You will add the master cluster as the seed cluster
Make sure the kubeconfig contains static, long-lived credentials. Some cloud providers use custom authentication providers
(like GKE using gcloud
and EKS using aws-iam-authenticator
). Those will not work in KKP’s usecase because the
required tools are not installed inside the cluster environment.
You can follow the template below or use the yaml file inside the examples folder of the tarball.
apiVersion: v1
kind: Secret
metadata:
name: kubeconfig-europe-west1
namespace: kubermatic
type: Opaque
data:
kubeconfig: <base64 encoded kubeconfig>
---
apiVersion: kubermatic.k8s.io/v1
kind: Seed
metadata:
name: kubermatic
namespace: kubermatic
spec:
# these two fields are only informational
country: DE
location: Hamburg
# list of datacenters where this seed cluster is allowed to create clusters in
datacenters: []
# reference to the kubeconfig to use when connecting to this seed cluster
kubeconfig:
name: kubeconfig-europe-west1
namespace: kubermatic
Refer to the Seed CRD documentation for a complete example of the
Seed CustomResource and all possible datacenters.
Apply the manifest above in the master cluster and KKP will pick up the new Seed and begin to
reconcile it by installing the required KKP components.
Update DNS
The apiservers of all user cluster control planes running in the seed cluster are exposed by the
NodePort Proxy. By default each user cluster gets a virtual domain name like
[cluster-id].[seed-name].[kubermatic-domain]
, e.g. hdu328tr.europe-west1.kubermatic.example.com
for the Seed from the previous step when kubermatic.example.com
is the main domain where the
KKP dashboard/API are available.
To facilitate this, a wildcard DNS record *.[seed-name].[kubermatic-domain]
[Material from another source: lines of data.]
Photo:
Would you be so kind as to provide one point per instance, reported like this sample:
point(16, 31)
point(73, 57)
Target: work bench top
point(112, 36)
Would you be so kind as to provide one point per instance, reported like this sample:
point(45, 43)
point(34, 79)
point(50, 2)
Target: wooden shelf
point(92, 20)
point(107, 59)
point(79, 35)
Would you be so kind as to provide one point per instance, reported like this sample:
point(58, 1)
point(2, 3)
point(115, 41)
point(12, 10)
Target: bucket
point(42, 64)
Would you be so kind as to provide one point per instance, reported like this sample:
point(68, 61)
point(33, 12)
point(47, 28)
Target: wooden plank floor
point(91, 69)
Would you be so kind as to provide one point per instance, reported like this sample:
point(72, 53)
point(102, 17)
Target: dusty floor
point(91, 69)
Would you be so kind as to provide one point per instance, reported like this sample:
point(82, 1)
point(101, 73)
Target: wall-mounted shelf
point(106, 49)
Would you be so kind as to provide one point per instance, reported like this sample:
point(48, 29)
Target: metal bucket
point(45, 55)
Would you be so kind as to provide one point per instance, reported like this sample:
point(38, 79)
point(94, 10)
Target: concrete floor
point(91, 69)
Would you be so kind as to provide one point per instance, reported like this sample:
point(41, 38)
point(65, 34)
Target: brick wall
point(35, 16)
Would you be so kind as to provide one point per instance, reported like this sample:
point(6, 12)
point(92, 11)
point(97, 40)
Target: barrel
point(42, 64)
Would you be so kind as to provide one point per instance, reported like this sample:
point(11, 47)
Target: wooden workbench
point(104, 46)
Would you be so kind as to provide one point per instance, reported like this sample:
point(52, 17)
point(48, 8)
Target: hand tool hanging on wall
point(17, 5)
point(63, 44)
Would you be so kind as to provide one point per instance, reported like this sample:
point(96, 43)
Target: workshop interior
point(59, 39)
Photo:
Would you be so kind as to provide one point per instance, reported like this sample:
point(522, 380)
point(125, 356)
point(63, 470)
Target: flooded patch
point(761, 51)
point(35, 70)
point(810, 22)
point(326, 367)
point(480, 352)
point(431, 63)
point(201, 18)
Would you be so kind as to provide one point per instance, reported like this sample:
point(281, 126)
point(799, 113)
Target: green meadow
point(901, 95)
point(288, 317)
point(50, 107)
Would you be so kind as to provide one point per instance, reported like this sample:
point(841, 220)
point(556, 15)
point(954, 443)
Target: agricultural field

must be created. The target of the
DNS wildcard record should be the EXTERNAL-IP
of the nodeport-proxy
service in the kubermatic
namespace.
With LoadBalancers
When your cloud provider supports Load Balancers, you can find the target IP / hostname by looking at the
nodeport-proxy
Service:
kubectl -n kubermatic get services
#NAME TYPE CLUSTER-IP EXTERNAL-IP PORT(S) AGE
#nodeport-proxy LoadBalancer 10.47.248.232 8.7.6.5 80:32014/TCP,443:30772/TCP 449d
The EXTERNAL-IP
is what we need to put into the DNS record.
Without Load Balancers
Without a LoadBalancer, you will need to point to one or many of the seed cluster’s nodes. You can get a
list of external IPs like so:
kubectl get nodes -o wide
#NAME STATUS ROLES AGE VERSION INTERNAL-IP EXTERNAL-IP
#worker-node-cbd686cd-50nx Ready <none> 3h36m v1.15.8-gke.3 10.156.0.36 8.7.6.4
#worker-node-cbd686cd-59s2 Ready <none> 21m v1.15.8-gke.3 10.156.0.14 8.7.6.3
#worker-node-cbd686cd-90j3 Ready <none> 45m v1.15.8-gke.3 10.156.0.22 8.7.6.2
DNS Record
Create an A or CNAME record as needed pointing to the target:
*.europe-west1.kubermatic.example.com. IN A 8.7.6.5
or, for a CNAME:
*.europe-west1.kubermatic.example.com. IN CNAME myloadbalancer.example.com.